My imaginary Knesset member might say to himself: What a shame we didn’t take seriously the Litvak Report (for Prof. Yosef Litvak) that we labored over in the Absorption Ministry in 1973, and in which we explained clearly and unequivocally that the Ethiopians will find it difficult to integrate in our advanced Israeli society. Even the Israeli ambassador to Ethiopia, Hanan Aynor, wrote in 1973 that the Falashas were “primitive, illiterate, downtrodden and sick.” (From the doctoral thesis of Dr. Chen Tannenbaum-Domanovitz, “Zionism is Colorblind: The Debate Over the Immigration of Ethiopian Jewry (1970-1985),” 2013, in Hebrew).

In the report, which the Immigrant Absorption Ministry disavowed after it was published in the media, was written by Litvak after the panic that struck the ministry after the courageous halakhic (Jewish law) ruling by former chief rabbi Ovadia Yosef that Ethiopian Jews were Jews in every way.

The attempt to claim that deporting the asylum seekers is not a matter of racism is really a failure of logic in light of the history of the immigration of Ethiopian Jews. This is not the first time that Israel has been forced to deal with black people. It is impossible to separate the present deportation of black people and the fierce opposition of Israeli governments since the founding of the state to the aliyah of black Jews, which relied on excuses related to their halakhic status. After all, we know that even after the Law of Return was applied to Ethiopian Jews, the government still raised many difficulties.

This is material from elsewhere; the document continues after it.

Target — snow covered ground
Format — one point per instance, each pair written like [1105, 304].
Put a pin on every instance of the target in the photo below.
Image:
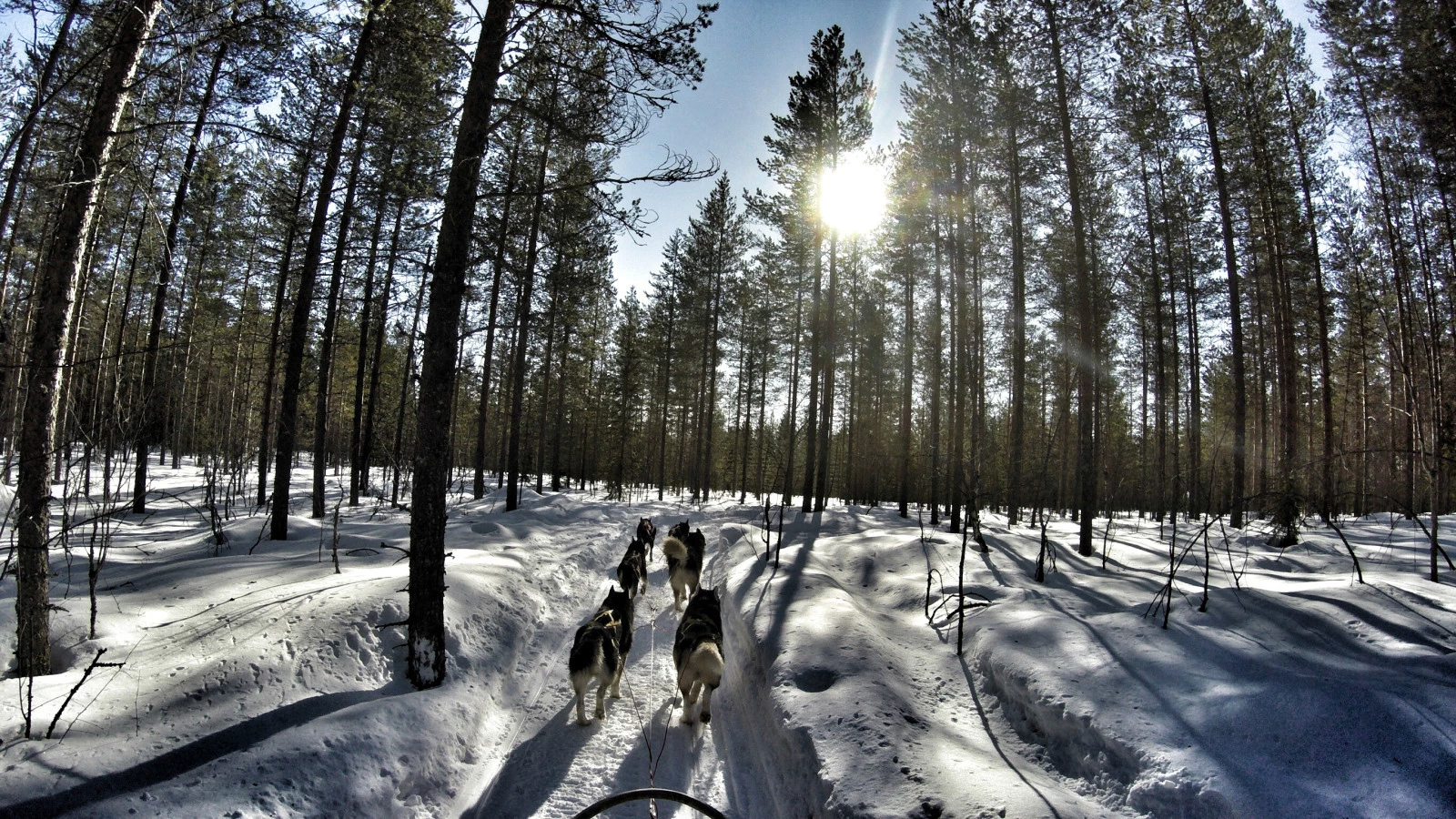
[258, 682]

Eleven years passed, during which thousands of them died in refugee camps in Sudan and on their way there, and Israel delayed the inevitable until Operation Moses in 1984.

We also know that Israel was very excited about the aliyah of Russian-speaking white people and even made changes in the Law of Return (amending the law in 1970) on behalf of this aliyah, while at the same time it rejected the aliyah from Ethiopia. Three years later, the Interior Ministry headed by Arye Dery – excuse me, Yosef Burg – issued deportation orders to five young Ethiopian Jews who were described as “infiltrators.”

The attempt to color the matter of the deportation in shades of legality, which are supposedly unrelated to the fact that we are talking about black people, is nothing less than deceit.

Efrat Yardai is a social activist and university lecturer.